SEM micrography of a machined surface at a discharge current of 6 Amp, voltage of 50 V, pulse-on time of 3 µs, and pulse-off time of 5 µs is shown in Figure 8. This is the machined surface at a combination of parameters at near optimal conditions (experiment number 20 in Table 2) and here the surface appears to be quite smooth in comparison with Figure 7. Any cracks or craters may not be observed on the surface. The surface is also characterized by lower re-solidified globules due to the lower discharge current in comparison with Figure 7. This again establishes the fact that the relationship between WEDM process parameters and roughness has a complex nature, and GA has the capability of predicting optimal combinations with reasonable accuracy. In a recent study by Singh et al. [16], a multi-pass WEDM was seen to be capable of reducing the surface roughness drastically for MWCNT alumina composites in comparison with a single pass.

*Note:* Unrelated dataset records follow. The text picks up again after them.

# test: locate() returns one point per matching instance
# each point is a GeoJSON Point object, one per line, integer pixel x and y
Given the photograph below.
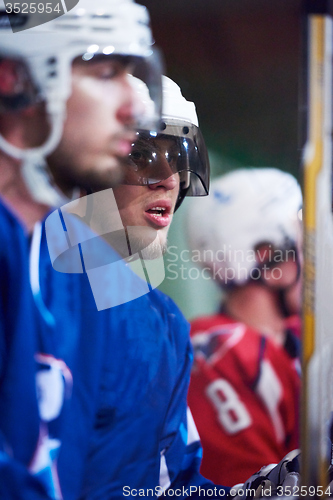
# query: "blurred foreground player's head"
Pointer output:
{"type": "Point", "coordinates": [69, 103]}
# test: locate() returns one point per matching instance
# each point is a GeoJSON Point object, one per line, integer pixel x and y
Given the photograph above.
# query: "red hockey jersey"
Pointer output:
{"type": "Point", "coordinates": [244, 395]}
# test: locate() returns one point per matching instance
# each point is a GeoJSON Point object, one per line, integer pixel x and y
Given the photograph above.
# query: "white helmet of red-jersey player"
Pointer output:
{"type": "Point", "coordinates": [245, 208]}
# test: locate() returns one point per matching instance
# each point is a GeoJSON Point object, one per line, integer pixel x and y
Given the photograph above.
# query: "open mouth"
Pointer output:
{"type": "Point", "coordinates": [159, 211]}
{"type": "Point", "coordinates": [158, 214]}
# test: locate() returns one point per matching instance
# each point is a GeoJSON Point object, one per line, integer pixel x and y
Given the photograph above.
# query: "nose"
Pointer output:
{"type": "Point", "coordinates": [136, 102]}
{"type": "Point", "coordinates": [169, 183]}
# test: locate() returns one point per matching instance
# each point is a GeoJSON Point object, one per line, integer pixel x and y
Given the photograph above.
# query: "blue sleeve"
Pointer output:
{"type": "Point", "coordinates": [181, 450]}
{"type": "Point", "coordinates": [19, 416]}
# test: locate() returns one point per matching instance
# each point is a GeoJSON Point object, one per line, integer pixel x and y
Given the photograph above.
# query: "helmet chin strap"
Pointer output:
{"type": "Point", "coordinates": [35, 171]}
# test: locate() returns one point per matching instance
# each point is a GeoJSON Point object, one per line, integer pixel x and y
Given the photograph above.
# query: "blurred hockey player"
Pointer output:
{"type": "Point", "coordinates": [244, 386]}
{"type": "Point", "coordinates": [69, 108]}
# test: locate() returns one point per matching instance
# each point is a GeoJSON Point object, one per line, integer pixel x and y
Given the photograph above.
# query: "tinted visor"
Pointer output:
{"type": "Point", "coordinates": [176, 149]}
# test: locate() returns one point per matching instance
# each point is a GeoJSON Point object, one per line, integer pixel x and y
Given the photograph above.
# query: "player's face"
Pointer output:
{"type": "Point", "coordinates": [151, 205]}
{"type": "Point", "coordinates": [96, 132]}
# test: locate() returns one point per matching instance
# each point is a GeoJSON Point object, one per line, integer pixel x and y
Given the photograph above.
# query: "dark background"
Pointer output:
{"type": "Point", "coordinates": [239, 61]}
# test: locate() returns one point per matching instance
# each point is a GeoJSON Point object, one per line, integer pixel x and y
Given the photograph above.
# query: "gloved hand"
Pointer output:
{"type": "Point", "coordinates": [272, 479]}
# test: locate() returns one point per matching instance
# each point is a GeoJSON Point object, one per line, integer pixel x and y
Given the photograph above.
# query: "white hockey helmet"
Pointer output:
{"type": "Point", "coordinates": [179, 122]}
{"type": "Point", "coordinates": [245, 208]}
{"type": "Point", "coordinates": [92, 28]}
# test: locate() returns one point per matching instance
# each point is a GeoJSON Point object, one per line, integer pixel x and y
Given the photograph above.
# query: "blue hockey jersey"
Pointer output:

Muthuramalingam et al. [38] observed that a diffused type of brass electrode produces better surface morphology in comparison with conventional brass wire or zinc coated electrodes. Reolon et al. [39] concluded that zinc coated copper wire produces better surface integrity for WEDMed Inconel alloy IN718 in comparison with uncoated brass wire. Thus, from the present analysis, the surface integrity of EN 31 could be improved without any post-processing or complexity while machining using WEDM. Nevertheless, such modifications may be included in future research works and prove to be beneficial in improving in fractal characteristics of EN 31 steel post-machining in WEDM.

Figure 8

The machined surface corresponding to experiment number 20.

5. Conclusions

In the present work, the fractal dimension is used to characterize the machined surface produced by WEDM on EN 31 steel. Four process parameters, namely discharge current, voltage, pulse-on time and pulse-off time, are varied at five equally-spaced levels. To reduce the number of experiments, a rotatable CCD experimental design methodology is adopted. The complex relationship between considered WEDM parameters and fractal dimension is modeled using ANN. After extensive modeling of the process, the following results may be directly inferred:

A feed-forward network with an L-M training algorithm and 4-3-3-1 architecture is seen to have better prediction capability.

The R-values during training, testing, and validation are 0.99, 0.9, and 0.99, respectively. The overall R-value of the model is 0.97.

The MSE for training is 0.0001, and for the testing pattern it is 0.0017. This indicates the high efficiency of the formed ANN architecture in predicting fractal dimension with high accuracy. A good correlation between predicted and experimental results is therefore concluded.

The predicted optimal combination of parameters from the combined ANN-GA is 7.064 Amp, 60 V, 3.215 µs, and 5 µs of discharge current, voltage, pulse-on time, and pulse-off time respectively. The predicted fractal dimension is 1.395.

The SEM micrograph of the machined surface for the lowest value of the fractal dimension is characterized by re-solidified layers or recast layer and micro-pits.

The SEM micrograph for a combination of parameters at a near-optimal combination is seen to be devoid of any pits or cracks. The re-solidified globules are lesser, indicating better vaporization and flushing. Thus, the integrated ANN-GA methodology is effective in optimizing the quality of a machined surface using WEDM.

From the present model, a significant improvement in surface quality for WEDM of EN 31 steel could be achieved without any post-processing or pre-treatment, thereby optimizing time and cost of machining as well.